Troy,
There are certainly fraudulent genealogists (Gustav Anjou is the prime example https://www.wikitree.com/wiki/Category:Gustave_Anjou_Fraud )
There are also authors that make mistakes and others that go into the realms of wishful thinking, often wanting to link to some aristocratic line.
Whatever source you look at you need to ask whether it is credible? Does the author reference where he got the information from? Does it hold together well; ie why does he suggest John is Fred and Mary's son. (I find that there are a lot of individuals who are linked to someone on the other side of the Atlantic with nothing more than a name in common) Fortunately we have good access to many more records than these early writers did. It is often, possible to check their veracity.(I've been doing that with a book that claims a man was Lord of a Manor when he wasn't and that other members of the family were clergy with named dates/places of degrees and clerical positions held but University records don't include them and church records show other men held those positions at the time. )
I had a look at the book you quoted. I took the first name of an emigrant to America . This was one James Cade who he said settled in Hingham Massachusetts in 1635. The book says he was baptised in 1611, the son of Chrisopher in Northam, Devon and married a Margaret Browne in Bidford (Bideford), Devon in 1633 with a son Philip born in Northam in 1635.
There aren't any images of these early registers online but there is an index to them (IGI) on family search. All three of these events are indexed (last is a baptism, not birth)

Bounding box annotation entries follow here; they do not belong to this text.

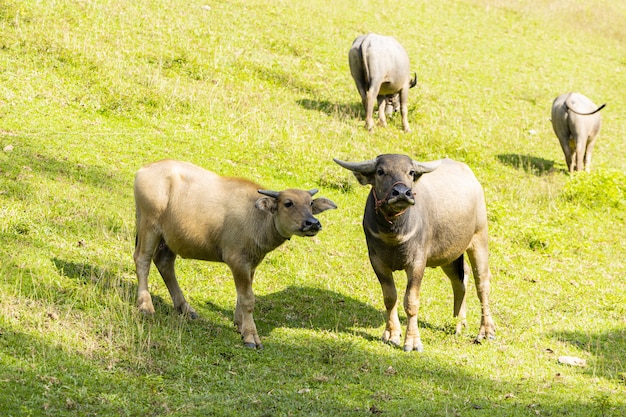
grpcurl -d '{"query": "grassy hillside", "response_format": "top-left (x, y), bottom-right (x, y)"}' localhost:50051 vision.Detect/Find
top-left (0, 0), bottom-right (626, 417)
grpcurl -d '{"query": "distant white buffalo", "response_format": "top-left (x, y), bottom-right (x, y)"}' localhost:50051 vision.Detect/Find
top-left (552, 93), bottom-right (606, 172)
top-left (348, 33), bottom-right (417, 132)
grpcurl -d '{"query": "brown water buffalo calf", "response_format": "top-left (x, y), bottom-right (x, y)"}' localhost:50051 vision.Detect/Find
top-left (335, 155), bottom-right (495, 351)
top-left (348, 33), bottom-right (417, 132)
top-left (552, 93), bottom-right (606, 172)
top-left (134, 160), bottom-right (337, 348)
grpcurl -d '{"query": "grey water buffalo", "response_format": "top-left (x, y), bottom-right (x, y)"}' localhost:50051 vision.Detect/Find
top-left (334, 154), bottom-right (495, 351)
top-left (552, 93), bottom-right (606, 172)
top-left (134, 160), bottom-right (337, 348)
top-left (348, 33), bottom-right (417, 132)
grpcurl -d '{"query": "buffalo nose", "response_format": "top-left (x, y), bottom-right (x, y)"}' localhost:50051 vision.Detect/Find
top-left (391, 184), bottom-right (413, 198)
top-left (304, 217), bottom-right (322, 230)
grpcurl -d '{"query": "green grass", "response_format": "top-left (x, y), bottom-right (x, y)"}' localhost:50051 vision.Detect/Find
top-left (0, 0), bottom-right (626, 417)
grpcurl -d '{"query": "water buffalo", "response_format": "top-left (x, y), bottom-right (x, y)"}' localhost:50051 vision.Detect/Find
top-left (552, 93), bottom-right (606, 172)
top-left (348, 33), bottom-right (417, 132)
top-left (134, 160), bottom-right (337, 348)
top-left (334, 154), bottom-right (495, 351)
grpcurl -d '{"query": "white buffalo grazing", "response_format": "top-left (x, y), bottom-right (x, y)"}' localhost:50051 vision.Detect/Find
top-left (335, 155), bottom-right (495, 351)
top-left (552, 93), bottom-right (606, 172)
top-left (134, 160), bottom-right (337, 348)
top-left (348, 33), bottom-right (417, 132)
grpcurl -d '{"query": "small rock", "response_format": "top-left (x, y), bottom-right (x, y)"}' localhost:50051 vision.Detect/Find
top-left (558, 356), bottom-right (587, 366)
top-left (385, 365), bottom-right (398, 375)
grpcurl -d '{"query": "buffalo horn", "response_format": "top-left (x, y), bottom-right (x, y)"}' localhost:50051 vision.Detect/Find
top-left (333, 158), bottom-right (376, 174)
top-left (413, 159), bottom-right (441, 174)
top-left (257, 190), bottom-right (280, 198)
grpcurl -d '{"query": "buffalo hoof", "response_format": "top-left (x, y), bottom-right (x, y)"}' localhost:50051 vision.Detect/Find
top-left (404, 343), bottom-right (424, 352)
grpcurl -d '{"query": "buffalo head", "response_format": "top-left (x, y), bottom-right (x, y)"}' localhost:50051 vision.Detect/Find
top-left (333, 154), bottom-right (441, 218)
top-left (256, 189), bottom-right (337, 239)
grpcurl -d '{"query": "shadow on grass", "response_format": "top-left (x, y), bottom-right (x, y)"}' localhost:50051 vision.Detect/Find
top-left (0, 141), bottom-right (132, 198)
top-left (0, 316), bottom-right (626, 416)
top-left (498, 153), bottom-right (556, 176)
top-left (551, 328), bottom-right (626, 381)
top-left (297, 99), bottom-right (365, 120)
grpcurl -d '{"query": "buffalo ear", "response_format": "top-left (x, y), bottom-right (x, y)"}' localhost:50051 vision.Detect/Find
top-left (254, 197), bottom-right (278, 214)
top-left (313, 197), bottom-right (337, 214)
top-left (413, 159), bottom-right (441, 179)
top-left (333, 158), bottom-right (376, 185)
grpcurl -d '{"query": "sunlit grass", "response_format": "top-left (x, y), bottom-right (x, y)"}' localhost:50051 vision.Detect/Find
top-left (0, 0), bottom-right (626, 416)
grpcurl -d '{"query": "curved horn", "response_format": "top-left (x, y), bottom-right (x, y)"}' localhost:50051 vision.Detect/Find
top-left (257, 190), bottom-right (280, 198)
top-left (333, 158), bottom-right (376, 174)
top-left (409, 72), bottom-right (417, 88)
top-left (413, 159), bottom-right (442, 174)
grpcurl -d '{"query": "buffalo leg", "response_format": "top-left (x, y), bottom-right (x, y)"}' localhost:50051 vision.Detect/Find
top-left (133, 226), bottom-right (160, 314)
top-left (585, 138), bottom-right (595, 172)
top-left (228, 261), bottom-right (263, 349)
top-left (441, 255), bottom-right (469, 335)
top-left (365, 80), bottom-right (380, 132)
top-left (370, 257), bottom-right (402, 346)
top-left (467, 230), bottom-right (496, 342)
top-left (376, 96), bottom-right (387, 127)
top-left (404, 265), bottom-right (425, 352)
top-left (576, 136), bottom-right (587, 171)
top-left (400, 88), bottom-right (411, 133)
top-left (559, 136), bottom-right (574, 172)
top-left (153, 241), bottom-right (198, 319)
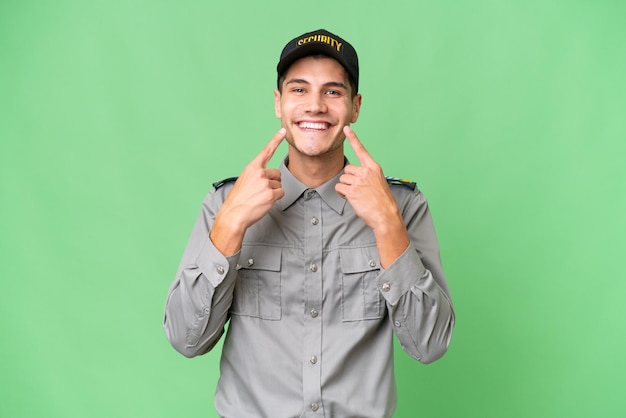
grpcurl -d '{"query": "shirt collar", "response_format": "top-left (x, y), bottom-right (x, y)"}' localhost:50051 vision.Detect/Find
top-left (277, 157), bottom-right (348, 214)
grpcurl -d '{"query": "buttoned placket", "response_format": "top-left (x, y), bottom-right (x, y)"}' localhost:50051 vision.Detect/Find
top-left (302, 190), bottom-right (324, 416)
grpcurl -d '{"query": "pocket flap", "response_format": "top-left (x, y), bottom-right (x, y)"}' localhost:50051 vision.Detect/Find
top-left (237, 246), bottom-right (282, 271)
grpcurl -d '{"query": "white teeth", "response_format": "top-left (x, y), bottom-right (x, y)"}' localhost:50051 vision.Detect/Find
top-left (298, 122), bottom-right (328, 129)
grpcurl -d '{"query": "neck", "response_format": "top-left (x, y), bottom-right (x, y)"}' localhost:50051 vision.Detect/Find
top-left (287, 147), bottom-right (344, 189)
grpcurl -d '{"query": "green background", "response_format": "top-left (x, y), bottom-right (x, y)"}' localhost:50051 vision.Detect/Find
top-left (0, 0), bottom-right (626, 418)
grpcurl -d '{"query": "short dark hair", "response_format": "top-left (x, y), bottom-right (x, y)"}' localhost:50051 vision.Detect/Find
top-left (278, 54), bottom-right (358, 99)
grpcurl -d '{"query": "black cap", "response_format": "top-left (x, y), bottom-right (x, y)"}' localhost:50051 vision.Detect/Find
top-left (276, 29), bottom-right (359, 93)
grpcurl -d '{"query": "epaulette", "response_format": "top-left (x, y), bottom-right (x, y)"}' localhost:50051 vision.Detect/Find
top-left (385, 176), bottom-right (417, 190)
top-left (213, 177), bottom-right (239, 190)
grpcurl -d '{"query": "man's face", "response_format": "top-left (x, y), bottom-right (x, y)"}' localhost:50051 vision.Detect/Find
top-left (274, 57), bottom-right (361, 158)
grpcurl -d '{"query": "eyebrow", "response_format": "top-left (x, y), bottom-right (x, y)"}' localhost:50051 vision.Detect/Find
top-left (285, 78), bottom-right (348, 90)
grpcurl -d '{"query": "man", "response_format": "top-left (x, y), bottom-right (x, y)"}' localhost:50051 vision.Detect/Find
top-left (164, 30), bottom-right (454, 418)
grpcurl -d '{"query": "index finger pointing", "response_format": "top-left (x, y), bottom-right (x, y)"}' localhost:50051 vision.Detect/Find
top-left (254, 128), bottom-right (287, 167)
top-left (343, 125), bottom-right (374, 165)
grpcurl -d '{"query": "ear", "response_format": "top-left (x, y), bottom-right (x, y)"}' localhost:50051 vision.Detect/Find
top-left (274, 89), bottom-right (282, 119)
top-left (350, 94), bottom-right (362, 123)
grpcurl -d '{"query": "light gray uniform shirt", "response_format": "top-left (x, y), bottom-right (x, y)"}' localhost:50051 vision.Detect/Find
top-left (164, 163), bottom-right (454, 418)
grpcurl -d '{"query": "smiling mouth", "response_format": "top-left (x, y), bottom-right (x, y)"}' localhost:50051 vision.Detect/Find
top-left (298, 122), bottom-right (330, 131)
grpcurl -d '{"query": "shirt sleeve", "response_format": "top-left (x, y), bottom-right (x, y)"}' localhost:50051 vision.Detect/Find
top-left (378, 191), bottom-right (455, 363)
top-left (163, 191), bottom-right (239, 357)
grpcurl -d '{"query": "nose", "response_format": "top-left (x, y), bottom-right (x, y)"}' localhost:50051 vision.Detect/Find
top-left (306, 94), bottom-right (328, 114)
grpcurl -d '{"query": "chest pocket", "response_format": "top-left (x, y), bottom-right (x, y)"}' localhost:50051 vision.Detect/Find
top-left (230, 246), bottom-right (282, 320)
top-left (339, 247), bottom-right (386, 321)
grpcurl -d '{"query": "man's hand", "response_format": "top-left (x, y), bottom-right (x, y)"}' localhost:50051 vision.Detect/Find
top-left (335, 126), bottom-right (409, 267)
top-left (210, 128), bottom-right (285, 256)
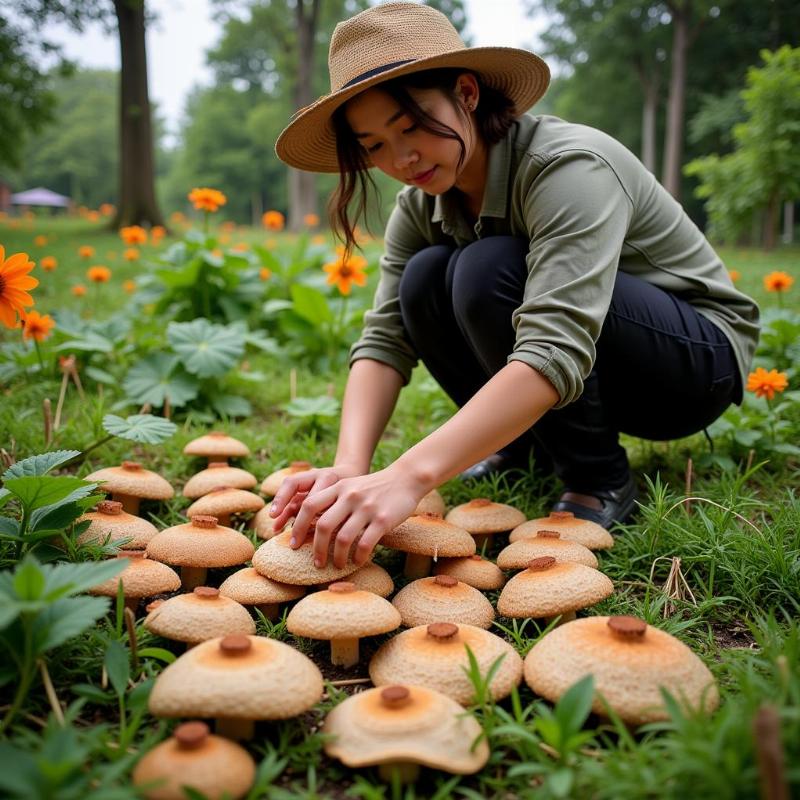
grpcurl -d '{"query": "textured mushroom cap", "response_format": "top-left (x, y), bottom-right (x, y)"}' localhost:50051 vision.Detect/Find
top-left (392, 575), bottom-right (494, 628)
top-left (147, 517), bottom-right (255, 567)
top-left (286, 583), bottom-right (400, 639)
top-left (148, 636), bottom-right (322, 719)
top-left (219, 567), bottom-right (306, 605)
top-left (261, 461), bottom-right (314, 497)
top-left (253, 531), bottom-right (366, 586)
top-left (445, 497), bottom-right (525, 533)
top-left (497, 556), bottom-right (614, 617)
top-left (525, 617), bottom-right (719, 725)
top-left (183, 431), bottom-right (250, 461)
top-left (133, 722), bottom-right (256, 800)
top-left (433, 554), bottom-right (506, 591)
top-left (144, 586), bottom-right (256, 644)
top-left (322, 686), bottom-right (489, 775)
top-left (186, 486), bottom-right (264, 517)
top-left (508, 511), bottom-right (614, 550)
top-left (381, 514), bottom-right (475, 556)
top-left (84, 461), bottom-right (175, 500)
top-left (497, 531), bottom-right (597, 569)
top-left (89, 552), bottom-right (181, 598)
top-left (369, 622), bottom-right (522, 706)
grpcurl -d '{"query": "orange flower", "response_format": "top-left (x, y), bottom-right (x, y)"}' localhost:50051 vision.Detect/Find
top-left (22, 311), bottom-right (56, 342)
top-left (189, 188), bottom-right (228, 211)
top-left (323, 245), bottom-right (367, 295)
top-left (261, 211), bottom-right (286, 231)
top-left (764, 272), bottom-right (794, 292)
top-left (0, 244), bottom-right (39, 328)
top-left (747, 367), bottom-right (789, 400)
top-left (86, 265), bottom-right (111, 283)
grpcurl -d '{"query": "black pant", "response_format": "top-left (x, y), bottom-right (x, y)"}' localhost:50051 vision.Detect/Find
top-left (400, 236), bottom-right (742, 493)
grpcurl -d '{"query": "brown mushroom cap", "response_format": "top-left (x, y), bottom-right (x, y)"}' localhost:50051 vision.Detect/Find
top-left (525, 617), bottom-right (719, 725)
top-left (149, 636), bottom-right (323, 720)
top-left (133, 722), bottom-right (256, 800)
top-left (322, 686), bottom-right (489, 775)
top-left (433, 554), bottom-right (506, 592)
top-left (392, 575), bottom-right (494, 628)
top-left (369, 622), bottom-right (522, 706)
top-left (497, 556), bottom-right (614, 617)
top-left (144, 586), bottom-right (256, 644)
top-left (508, 511), bottom-right (614, 550)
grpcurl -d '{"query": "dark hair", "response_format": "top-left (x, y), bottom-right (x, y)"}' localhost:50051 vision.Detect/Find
top-left (328, 68), bottom-right (515, 254)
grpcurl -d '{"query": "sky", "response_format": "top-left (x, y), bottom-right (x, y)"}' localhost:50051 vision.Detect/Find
top-left (29, 0), bottom-right (544, 144)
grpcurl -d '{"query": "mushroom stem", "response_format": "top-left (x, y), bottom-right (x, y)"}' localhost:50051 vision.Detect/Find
top-left (331, 638), bottom-right (358, 667)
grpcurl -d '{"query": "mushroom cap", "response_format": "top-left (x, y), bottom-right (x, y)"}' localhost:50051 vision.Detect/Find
top-left (286, 583), bottom-right (400, 639)
top-left (133, 722), bottom-right (256, 800)
top-left (445, 497), bottom-right (525, 533)
top-left (186, 486), bottom-right (264, 517)
top-left (147, 516), bottom-right (255, 567)
top-left (322, 686), bottom-right (489, 775)
top-left (219, 567), bottom-right (306, 605)
top-left (497, 531), bottom-right (597, 569)
top-left (253, 531), bottom-right (366, 586)
top-left (84, 461), bottom-right (175, 500)
top-left (497, 556), bottom-right (614, 617)
top-left (183, 461), bottom-right (258, 500)
top-left (369, 622), bottom-right (522, 706)
top-left (381, 514), bottom-right (475, 556)
top-left (149, 636), bottom-right (322, 719)
top-left (525, 616), bottom-right (719, 725)
top-left (89, 551), bottom-right (181, 598)
top-left (144, 586), bottom-right (256, 644)
top-left (392, 575), bottom-right (494, 628)
top-left (508, 511), bottom-right (614, 550)
top-left (433, 553), bottom-right (506, 592)
top-left (183, 431), bottom-right (250, 461)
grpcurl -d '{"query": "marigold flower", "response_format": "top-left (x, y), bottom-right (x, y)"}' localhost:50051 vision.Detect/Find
top-left (0, 244), bottom-right (39, 328)
top-left (764, 272), bottom-right (794, 292)
top-left (261, 211), bottom-right (286, 231)
top-left (323, 245), bottom-right (367, 295)
top-left (747, 367), bottom-right (789, 400)
top-left (189, 188), bottom-right (228, 211)
top-left (22, 311), bottom-right (56, 342)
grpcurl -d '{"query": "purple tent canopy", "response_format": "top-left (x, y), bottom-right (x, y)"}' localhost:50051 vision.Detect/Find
top-left (11, 186), bottom-right (72, 208)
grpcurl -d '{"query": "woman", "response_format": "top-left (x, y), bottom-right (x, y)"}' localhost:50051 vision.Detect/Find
top-left (271, 3), bottom-right (758, 566)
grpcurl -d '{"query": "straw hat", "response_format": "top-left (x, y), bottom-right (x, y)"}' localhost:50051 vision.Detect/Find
top-left (275, 2), bottom-right (550, 172)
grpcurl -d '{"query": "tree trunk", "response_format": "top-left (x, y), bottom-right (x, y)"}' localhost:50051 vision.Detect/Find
top-left (113, 0), bottom-right (164, 228)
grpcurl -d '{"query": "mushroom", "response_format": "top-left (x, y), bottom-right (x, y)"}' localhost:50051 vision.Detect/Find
top-left (84, 461), bottom-right (175, 514)
top-left (497, 531), bottom-right (597, 569)
top-left (445, 497), bottom-right (525, 547)
top-left (219, 567), bottom-right (306, 621)
top-left (183, 461), bottom-right (258, 500)
top-left (147, 516), bottom-right (254, 589)
top-left (433, 553), bottom-right (506, 592)
top-left (148, 634), bottom-right (323, 739)
top-left (381, 513), bottom-right (475, 579)
top-left (286, 581), bottom-right (400, 667)
top-left (183, 431), bottom-right (250, 463)
top-left (77, 500), bottom-right (158, 550)
top-left (369, 622), bottom-right (522, 706)
top-left (392, 575), bottom-right (494, 628)
top-left (525, 617), bottom-right (719, 725)
top-left (497, 556), bottom-right (614, 622)
top-left (133, 722), bottom-right (256, 800)
top-left (322, 686), bottom-right (489, 782)
top-left (89, 550), bottom-right (181, 614)
top-left (508, 511), bottom-right (614, 550)
top-left (186, 486), bottom-right (264, 525)
top-left (144, 586), bottom-right (256, 645)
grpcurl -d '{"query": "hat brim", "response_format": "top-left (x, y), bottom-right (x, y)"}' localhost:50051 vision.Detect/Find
top-left (275, 47), bottom-right (550, 172)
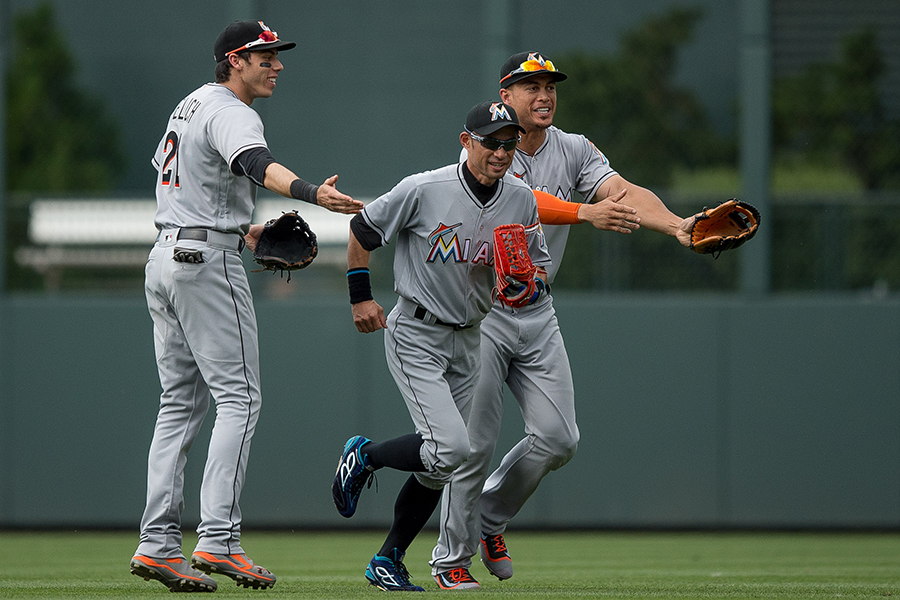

But I'm always suspicious, how do we know that James Cade of North Devon went to America? The author refers to a mortgage document concerning land in Northam, signed in Boston in 1638, he also says James was a shipwright (this rings true since Bideford is a port and has had a shipbuilding industry) He also references this citing 'The Book of Thomas Lechford' p 42. Google finds this book " Note-book kept by Thomas Lechford, Esq., lawyer : in Boston, Massachusetts Bay, from June 27, 1638 to July 29, 1641'' on the LDS library website . On P42 there is a transcript of the document including far more information than given in the Allen-Palmers Allen's book. This document has a lot of local knowledge (I know that because it names the village I was married in) I would say that there appears to be good evidence (unless the notebook itself is a fabrication) that this James Cade went to the New World in 1635 .
So thumbs up from me for the information given on this James.
That doesn't mean the whole book is credible. If you think that part it is fraudlent, or in error, to use a milder term, then do the same thing as I did; check the information given. The fact that he does reference his work makes this far easier than a lot of books from the era.